Q : Soyons directs : y a-t-il eu des discussions au niveau du MMM sur un éventuel retour d’Alan Ganoo à ‘lakaz mama’ ?

R : Il y a toujours certains militants qui aimeraient voir une réunification de la grande famille militante. Mais il y a aussi certains, surtout ceux au comité régional du no. 14, qui se sont élevés contre un éventuel retour d’Alan Ganoo au bercail.

  • « Je trouve choquant que Roshi Bhadain ait attendu qu’il ne soit plus au gouvernement pour pointer du doigt certaines pratiques »

 

Q : Donc, un rapprochement MMM-MP n’est pas ‘on’ ?

R : Non, ce n’est pas d’actualité.

 

 Q : Le pays est actuellement secoué par l’affaire Alvaro Sobrinho. Quelles sont les implications que cette affaire pourrait avoir sur le plan financier?

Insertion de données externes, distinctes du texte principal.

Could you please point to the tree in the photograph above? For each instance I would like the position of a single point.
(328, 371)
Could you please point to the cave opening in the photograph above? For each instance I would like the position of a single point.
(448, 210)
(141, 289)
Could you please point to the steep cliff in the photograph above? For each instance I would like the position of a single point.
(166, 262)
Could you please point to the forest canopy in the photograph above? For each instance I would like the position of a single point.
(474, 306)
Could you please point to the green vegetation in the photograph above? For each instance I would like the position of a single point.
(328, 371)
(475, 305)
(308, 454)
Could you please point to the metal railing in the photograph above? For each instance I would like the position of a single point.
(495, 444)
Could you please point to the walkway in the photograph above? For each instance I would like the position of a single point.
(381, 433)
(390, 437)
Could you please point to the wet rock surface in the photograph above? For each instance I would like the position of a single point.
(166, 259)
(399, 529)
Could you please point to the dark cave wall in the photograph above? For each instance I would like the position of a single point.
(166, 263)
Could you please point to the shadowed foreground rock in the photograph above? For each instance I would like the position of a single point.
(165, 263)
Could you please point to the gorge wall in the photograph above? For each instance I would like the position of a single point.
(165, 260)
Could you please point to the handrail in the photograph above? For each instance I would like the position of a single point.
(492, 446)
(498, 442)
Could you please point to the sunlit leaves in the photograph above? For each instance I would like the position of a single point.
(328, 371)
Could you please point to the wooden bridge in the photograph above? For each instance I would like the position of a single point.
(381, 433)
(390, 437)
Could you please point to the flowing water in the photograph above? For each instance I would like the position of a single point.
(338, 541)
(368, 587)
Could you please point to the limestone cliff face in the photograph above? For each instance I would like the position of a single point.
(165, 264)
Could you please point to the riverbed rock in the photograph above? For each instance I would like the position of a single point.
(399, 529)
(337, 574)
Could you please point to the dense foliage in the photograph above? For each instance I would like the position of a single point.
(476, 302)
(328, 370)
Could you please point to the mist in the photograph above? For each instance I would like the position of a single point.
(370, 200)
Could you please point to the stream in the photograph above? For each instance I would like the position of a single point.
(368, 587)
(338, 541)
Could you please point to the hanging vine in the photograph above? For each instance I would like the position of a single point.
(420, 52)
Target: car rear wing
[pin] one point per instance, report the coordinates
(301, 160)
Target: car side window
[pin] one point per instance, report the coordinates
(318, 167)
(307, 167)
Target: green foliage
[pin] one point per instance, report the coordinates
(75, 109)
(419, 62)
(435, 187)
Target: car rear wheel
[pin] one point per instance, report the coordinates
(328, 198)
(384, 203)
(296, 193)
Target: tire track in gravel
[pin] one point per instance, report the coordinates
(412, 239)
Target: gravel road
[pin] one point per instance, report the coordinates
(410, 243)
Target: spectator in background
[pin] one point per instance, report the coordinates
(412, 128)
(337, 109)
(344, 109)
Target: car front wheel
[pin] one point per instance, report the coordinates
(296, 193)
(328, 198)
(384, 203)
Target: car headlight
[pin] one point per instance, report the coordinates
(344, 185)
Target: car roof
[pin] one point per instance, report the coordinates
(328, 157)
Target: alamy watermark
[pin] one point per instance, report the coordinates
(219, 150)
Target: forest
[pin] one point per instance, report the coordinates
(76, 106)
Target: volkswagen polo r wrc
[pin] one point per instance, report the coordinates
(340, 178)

R : L’image de Maurice en tant que centre financier propre et bien réglementé souffre déjà depuis un certain temps, notamment avec les divers ponzi schemes et l’affaire BAI où le rôle de la Financial Services Commission (FSC) et de la Banque de Maurice était carrément montré du doigt. L’affaire Alvaro remet, une nouvelle fois, la compétence de la FSC en question. Je n’arrive toujours pas à comprendre comment cette instance a pu trouver qu’un tel individu est une ‘fit and proper person’ alors qu’une simple recherche sur internet aurait dû l’alerter sur les antécédents de M. Sobrinho. Il a été rapporté dans la presse que la BoM avait initialement refusé d’octroyer  une licence à M. Sobrinho avant que la FSC ne la lui accorde. Si cela s’avère, c’est un énorme scandale politique.

 

Q : De quelle façon ?

 R : Le ministre des Finances, Pravind Jugnauth, a, lors du dernier budget, amendé la Financial Services Act pour donner le pouvoir à la FSC d’octroyer des Investment Banking Licences alors qu’auparavant c’était la Banque de Maurice qui le faisait. Qui a pris cette initiative ? Était-ce Roshi Bhadain qui était alors ministre de la Bonne Gouvernance ? En tout cas, le gouvernement aura à répondre de ses actes.

 

Q : La crédibilité de la Présidence n’a-t-elle pas pris un coup dans cette affaire, selon vous ?

R : La Présidence est une institution que je respecte énormément. La Présidente est notre chef d’État et tout ce qu’elle fait rejaillit sur toute l’île Maurice, mais aussi à l’étranger. De ce fait, la Présidente de la République a un devoir de bien choisir ses amis et ses fréquentations. A-t-elle fait son homework avant qu’elle ne permette que l’État mauricien, à travers elle-même, s’associe au Planet Earth Institute de M. Alvaro Sobrinho ? Croyait-elle bien faire en s’associant avec cet individu ?

 

Q : Elle se dit victime des attaques personnelles et a demandé à ce qu’une enquête soit initiée pour faire la lumière sur toute l’affaire…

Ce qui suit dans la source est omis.